US President Joe Biden has warned the world of a possible nuclear Armageddon. He is correct in his assessment that the world is now facing a real threat of a nuclear catastrophe.
However, it is essential to acknowledge that despite the world spending more than two trillion dollars every year on military spending, countries have failed to feel more secure than before. Nine countries possess 12,705 nuclear warheads and are spending billions of dollars to modernise these weapons and their delivery systems.
However, the presence of all these powerful nuclear weapons has miserably failed to establish global peace, security, and stability. The risk of cyberattacks on nuclear weapon command-and-control networks and the danger of access to nuclear arsenals by non-state actors have made the world more insecure.
As the national security adviser of the UK rightly points out, there is a greater risk of nuclear war now than during the Cold War. The reasons for it are manifold but foremost there is almost a complete breakdown of dialogue among competing powers and a lack of understanding of each other’s strengths, capabilities, and limits.
Those who had planned that they could gain security and status by acquiring and modernising nuclear weapons are, in reality, pushing themselves and the rest of the world into an extremely dangerous situation. Irresponsible rhetoric increases the risk of a nuclear catastrophe further as it leads to possible misunderstanding, miscalculation, or mistakes.
The world is not facing the risk of an ‘Armageddon’ for the first time. This fear has been there since the US dropped two nuclear bombs on Japan in which more than 200,000 civilians perished during the end days of World War II.

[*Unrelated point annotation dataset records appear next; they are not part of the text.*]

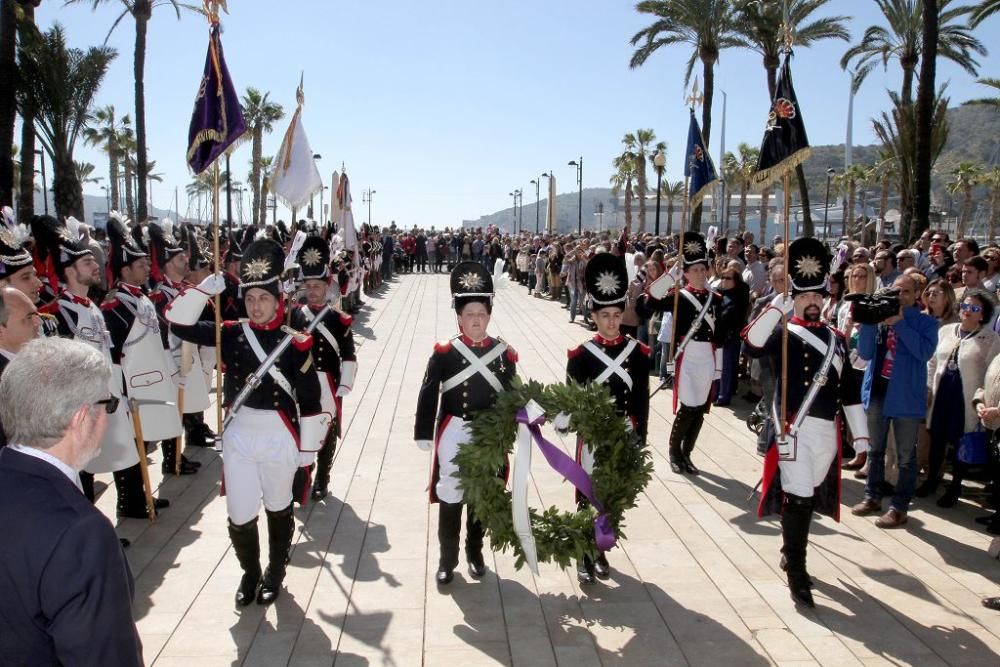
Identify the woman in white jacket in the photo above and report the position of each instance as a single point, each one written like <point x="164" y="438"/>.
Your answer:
<point x="954" y="374"/>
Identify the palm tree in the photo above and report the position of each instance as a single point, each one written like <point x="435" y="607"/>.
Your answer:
<point x="988" y="101"/>
<point x="639" y="143"/>
<point x="624" y="166"/>
<point x="965" y="177"/>
<point x="26" y="177"/>
<point x="707" y="27"/>
<point x="671" y="191"/>
<point x="261" y="114"/>
<point x="991" y="179"/>
<point x="896" y="131"/>
<point x="761" y="26"/>
<point x="986" y="9"/>
<point x="103" y="133"/>
<point x="901" y="38"/>
<point x="742" y="166"/>
<point x="265" y="176"/>
<point x="60" y="83"/>
<point x="141" y="11"/>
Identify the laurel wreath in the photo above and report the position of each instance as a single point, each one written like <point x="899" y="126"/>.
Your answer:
<point x="622" y="468"/>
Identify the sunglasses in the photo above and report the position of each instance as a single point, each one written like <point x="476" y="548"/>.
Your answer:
<point x="110" y="404"/>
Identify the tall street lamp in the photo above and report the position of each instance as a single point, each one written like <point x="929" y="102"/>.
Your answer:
<point x="659" y="162"/>
<point x="826" y="206"/>
<point x="45" y="189"/>
<point x="366" y="198"/>
<point x="579" y="205"/>
<point x="536" y="182"/>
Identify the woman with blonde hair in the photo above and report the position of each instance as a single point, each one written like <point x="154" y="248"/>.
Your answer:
<point x="860" y="279"/>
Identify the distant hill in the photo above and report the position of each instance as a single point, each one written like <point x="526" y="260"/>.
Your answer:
<point x="974" y="135"/>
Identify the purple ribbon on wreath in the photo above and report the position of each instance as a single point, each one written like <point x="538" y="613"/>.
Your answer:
<point x="573" y="472"/>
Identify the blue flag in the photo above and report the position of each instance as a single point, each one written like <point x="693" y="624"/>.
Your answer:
<point x="217" y="121"/>
<point x="698" y="166"/>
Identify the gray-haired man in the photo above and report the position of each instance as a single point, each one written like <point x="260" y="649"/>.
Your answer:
<point x="64" y="581"/>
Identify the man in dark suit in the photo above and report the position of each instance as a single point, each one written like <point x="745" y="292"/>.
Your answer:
<point x="65" y="586"/>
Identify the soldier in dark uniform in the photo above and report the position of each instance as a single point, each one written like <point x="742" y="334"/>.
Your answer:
<point x="698" y="337"/>
<point x="333" y="348"/>
<point x="802" y="466"/>
<point x="464" y="375"/>
<point x="136" y="352"/>
<point x="282" y="418"/>
<point x="612" y="359"/>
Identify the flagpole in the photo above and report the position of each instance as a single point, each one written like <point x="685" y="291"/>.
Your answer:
<point x="677" y="285"/>
<point x="218" y="306"/>
<point x="784" y="311"/>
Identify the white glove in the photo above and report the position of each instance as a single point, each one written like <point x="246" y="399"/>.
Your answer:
<point x="561" y="422"/>
<point x="782" y="303"/>
<point x="213" y="284"/>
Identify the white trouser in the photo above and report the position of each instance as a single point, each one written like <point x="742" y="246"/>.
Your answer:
<point x="695" y="372"/>
<point x="454" y="435"/>
<point x="259" y="461"/>
<point x="816" y="447"/>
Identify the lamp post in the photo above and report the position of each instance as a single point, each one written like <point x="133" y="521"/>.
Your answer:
<point x="45" y="189"/>
<point x="659" y="162"/>
<point x="366" y="198"/>
<point x="317" y="157"/>
<point x="826" y="206"/>
<point x="536" y="182"/>
<point x="579" y="206"/>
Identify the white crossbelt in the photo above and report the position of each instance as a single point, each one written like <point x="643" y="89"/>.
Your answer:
<point x="702" y="316"/>
<point x="273" y="371"/>
<point x="612" y="366"/>
<point x="476" y="365"/>
<point x="310" y="316"/>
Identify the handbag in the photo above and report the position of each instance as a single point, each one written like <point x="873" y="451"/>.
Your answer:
<point x="973" y="448"/>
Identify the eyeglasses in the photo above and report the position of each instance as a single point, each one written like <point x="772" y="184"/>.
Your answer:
<point x="110" y="404"/>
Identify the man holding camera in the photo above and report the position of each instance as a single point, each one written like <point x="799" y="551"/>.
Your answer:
<point x="894" y="393"/>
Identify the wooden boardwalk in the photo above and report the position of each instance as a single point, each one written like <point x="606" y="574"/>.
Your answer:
<point x="696" y="583"/>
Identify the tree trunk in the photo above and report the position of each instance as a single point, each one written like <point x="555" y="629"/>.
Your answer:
<point x="129" y="201"/>
<point x="263" y="199"/>
<point x="641" y="192"/>
<point x="258" y="212"/>
<point x="142" y="11"/>
<point x="925" y="116"/>
<point x="764" y="195"/>
<point x="807" y="225"/>
<point x="66" y="188"/>
<point x="744" y="186"/>
<point x="8" y="102"/>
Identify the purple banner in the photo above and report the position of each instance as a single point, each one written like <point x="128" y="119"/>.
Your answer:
<point x="604" y="533"/>
<point x="217" y="121"/>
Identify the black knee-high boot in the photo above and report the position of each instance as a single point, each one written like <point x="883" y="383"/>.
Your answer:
<point x="678" y="435"/>
<point x="691" y="437"/>
<point x="795" y="518"/>
<point x="246" y="544"/>
<point x="449" y="529"/>
<point x="324" y="462"/>
<point x="280" y="528"/>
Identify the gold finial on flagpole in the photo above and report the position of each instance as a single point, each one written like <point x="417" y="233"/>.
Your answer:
<point x="695" y="99"/>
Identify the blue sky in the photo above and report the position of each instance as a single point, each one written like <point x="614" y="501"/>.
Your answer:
<point x="445" y="107"/>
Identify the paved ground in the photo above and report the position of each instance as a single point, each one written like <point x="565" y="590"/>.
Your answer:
<point x="696" y="583"/>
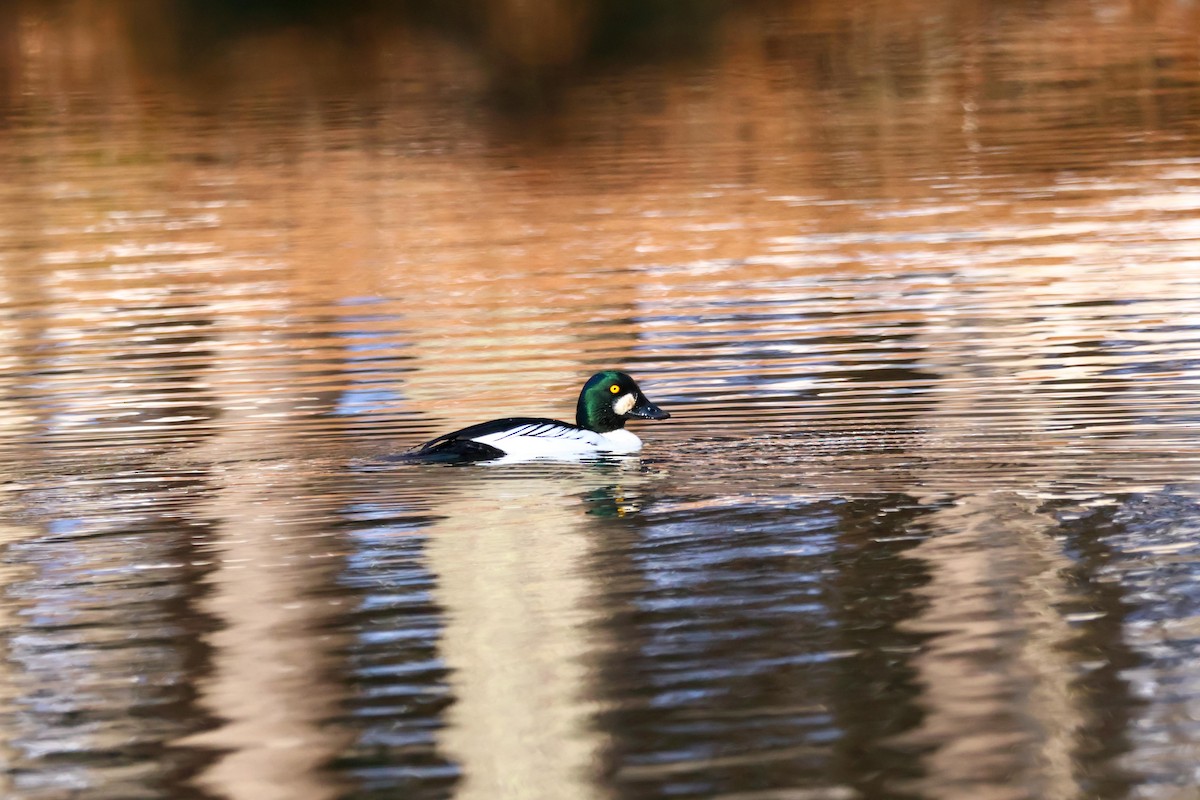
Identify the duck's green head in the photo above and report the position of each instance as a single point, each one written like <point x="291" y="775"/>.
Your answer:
<point x="611" y="397"/>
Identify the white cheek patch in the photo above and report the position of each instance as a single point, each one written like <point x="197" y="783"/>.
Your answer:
<point x="623" y="404"/>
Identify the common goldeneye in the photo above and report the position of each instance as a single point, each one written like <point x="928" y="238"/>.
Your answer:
<point x="606" y="401"/>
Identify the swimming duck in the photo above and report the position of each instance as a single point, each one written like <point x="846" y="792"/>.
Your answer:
<point x="606" y="401"/>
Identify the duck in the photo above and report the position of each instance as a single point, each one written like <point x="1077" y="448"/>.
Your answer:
<point x="606" y="402"/>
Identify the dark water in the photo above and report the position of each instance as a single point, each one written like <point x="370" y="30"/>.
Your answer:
<point x="919" y="286"/>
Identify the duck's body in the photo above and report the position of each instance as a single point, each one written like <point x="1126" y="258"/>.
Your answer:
<point x="606" y="401"/>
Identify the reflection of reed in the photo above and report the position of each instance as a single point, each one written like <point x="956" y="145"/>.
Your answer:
<point x="273" y="655"/>
<point x="997" y="677"/>
<point x="509" y="564"/>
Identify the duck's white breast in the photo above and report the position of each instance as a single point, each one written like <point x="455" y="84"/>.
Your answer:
<point x="544" y="440"/>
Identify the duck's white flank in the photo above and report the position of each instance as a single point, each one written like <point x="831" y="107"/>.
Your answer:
<point x="559" y="441"/>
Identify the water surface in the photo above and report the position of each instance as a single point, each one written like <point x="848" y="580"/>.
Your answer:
<point x="919" y="287"/>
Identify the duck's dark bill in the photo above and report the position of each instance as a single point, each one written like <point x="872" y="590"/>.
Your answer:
<point x="647" y="409"/>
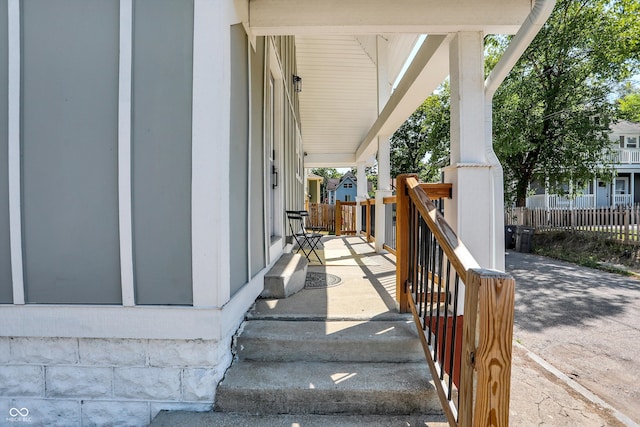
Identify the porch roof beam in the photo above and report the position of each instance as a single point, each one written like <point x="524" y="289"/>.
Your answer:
<point x="334" y="160"/>
<point x="293" y="17"/>
<point x="428" y="69"/>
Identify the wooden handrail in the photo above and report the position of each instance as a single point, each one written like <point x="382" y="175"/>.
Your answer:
<point x="455" y="250"/>
<point x="440" y="190"/>
<point x="485" y="359"/>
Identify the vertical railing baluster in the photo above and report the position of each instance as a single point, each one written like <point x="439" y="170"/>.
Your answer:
<point x="454" y="321"/>
<point x="444" y="326"/>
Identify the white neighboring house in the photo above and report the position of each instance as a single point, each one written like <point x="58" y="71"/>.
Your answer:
<point x="622" y="190"/>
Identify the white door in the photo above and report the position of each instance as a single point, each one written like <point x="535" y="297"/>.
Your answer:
<point x="621" y="191"/>
<point x="602" y="194"/>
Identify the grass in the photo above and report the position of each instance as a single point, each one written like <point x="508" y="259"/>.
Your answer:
<point x="589" y="250"/>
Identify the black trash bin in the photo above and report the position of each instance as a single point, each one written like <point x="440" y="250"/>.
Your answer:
<point x="524" y="239"/>
<point x="510" y="236"/>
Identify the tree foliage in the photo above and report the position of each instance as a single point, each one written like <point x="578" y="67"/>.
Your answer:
<point x="421" y="144"/>
<point x="552" y="113"/>
<point x="629" y="105"/>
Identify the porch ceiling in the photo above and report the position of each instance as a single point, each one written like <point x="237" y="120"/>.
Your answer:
<point x="280" y="17"/>
<point x="338" y="102"/>
<point x="336" y="57"/>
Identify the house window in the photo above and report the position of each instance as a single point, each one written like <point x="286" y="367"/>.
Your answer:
<point x="628" y="141"/>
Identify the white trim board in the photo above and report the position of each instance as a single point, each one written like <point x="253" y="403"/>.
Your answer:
<point x="124" y="154"/>
<point x="15" y="199"/>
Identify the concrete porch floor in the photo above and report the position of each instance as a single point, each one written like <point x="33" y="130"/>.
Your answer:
<point x="366" y="290"/>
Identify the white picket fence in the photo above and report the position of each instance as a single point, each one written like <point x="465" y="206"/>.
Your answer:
<point x="619" y="222"/>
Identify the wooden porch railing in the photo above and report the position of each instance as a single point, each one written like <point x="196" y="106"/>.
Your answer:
<point x="464" y="313"/>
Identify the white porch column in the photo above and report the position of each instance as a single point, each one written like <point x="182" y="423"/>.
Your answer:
<point x="210" y="154"/>
<point x="361" y="194"/>
<point x="384" y="189"/>
<point x="470" y="211"/>
<point x="384" y="145"/>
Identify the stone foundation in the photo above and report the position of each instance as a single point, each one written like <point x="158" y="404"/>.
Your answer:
<point x="124" y="382"/>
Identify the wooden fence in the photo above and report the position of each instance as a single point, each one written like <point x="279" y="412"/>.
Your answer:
<point x="323" y="217"/>
<point x="619" y="222"/>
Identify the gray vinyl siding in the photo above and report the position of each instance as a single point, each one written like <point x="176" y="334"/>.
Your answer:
<point x="6" y="293"/>
<point x="161" y="150"/>
<point x="69" y="151"/>
<point x="239" y="156"/>
<point x="257" y="174"/>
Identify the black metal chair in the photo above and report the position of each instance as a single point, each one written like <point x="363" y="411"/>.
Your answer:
<point x="303" y="237"/>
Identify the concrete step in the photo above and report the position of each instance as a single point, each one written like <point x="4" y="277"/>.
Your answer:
<point x="327" y="388"/>
<point x="215" y="419"/>
<point x="286" y="277"/>
<point x="330" y="341"/>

The nuclear arms race in the world started the war’s immediate aftermath. Within two decades, by 1964, all five permanent members of the UN Security Council became nuclear powers. They conducted numerous nuclear weapon tests to hone more robust designs and acquire devastating killing skills.
One month before dropping the first bomb on Hiroshima, on July 16, 1945, the US had conducted world’s first nuclear test, code-named ‘Trinity’. After that, in the next two decades, more than 2000 nuclear weapons were detonated in the atmosphere, underground, and underwater.
During that period, the US conducted most nuclear tests in its Nevada test site, but more giant bombs were tested in the Pacific. The US detonated at least 67 powerful nuclear bombs on and above the Marshall Islands. The Soviet Union conducted more than 450 nuclear tests in the Semipalatinsk region of Kazakhstan.
Severe impacts on public health
Soon there was a realisation that the nuclear tests’ may result in terrible environmental and health impacts, particularly on the people in the test areas.
As one of the Chatham House reports sums up, “Nuclear weapons tests have had severe impacts on public health and the environment, also affecting cultural heritage, food security, water security, indigenous peoples and local communities, and creating long-term problems such as land confiscation and population displacement.”
Despite clear evidence of damages caused by nuclear tests, there was an initial reluctance by two nuclear superpowers and other nuclear weapon states to ban nuclear weapon tests. But that reluctance somewhat disappeared with the Cuban missile crisis in 1962.
The narrow escape from an imminent nuclear catastrophe led nuclear weapon countries to agree to sign the Partial Test Ban Treaty (PTBT) in 1963, which brought a total global ban on nuclear explosions in the atmosphere, outer space, and underwater. The PTBT had only left the possibility for the countries to carry out underground tests.
Preventing spread of nuclear weapons
In 1996, finally, countries signed the Comprehensive Nuclear Test-Ban treaty (CTBT) in extending the scope of PTBT. However, the CTBT is yet to enter into force due to non-ratification by several powers. Though the CTBT is not ratified, the five permanent Security Council members have stopped their nuclear tests. In the last 26 years, only a handful of nuclear tests have taken place in South Asia and the Korean peninsula.
The post-Cuban crisis period also led to the signing of the Treaty on the Non-Proliferation of Nuclear Weapons, commonly called as Nuclear Non-Proliferation Treaty (NPT), in 1968 to prevent the spread of nuclear weapons and weapons technology. NPT became effective in 1970, and it includes all five members of the Security Council.
There has been a growing global voice against nuclear weapons in recent years. The Treaty on the prohibition of Nuclear Weapons (TPNW), or the Weapon Ban Treaty, was adopted in 2017 and entered into force in 2021. However, none of the declared nuclear weapon countries and undeclared ones have joined this Treaty.
The kind of urgency and interest the nuclear superpowers had shown in the immediate aftermath of the Cuban Crisis to find ways and means to limit the possibility of a nuclear war, either intentional or accidental, has disappeared in recent decades.
The Crisis in Ukraine provides another opportunity for the nuclear superpowers to engage in dialogue and better understand each other’s security concerns. They should stop sabre-rattling and inflammatory rhetoric as soon as possible and commit at least to no-first-use of nuclear weapons.
Hopefully, the crisis will convey a clear message to the world that possessing nuclear weapons is not a security provider but only an instrument of extortion.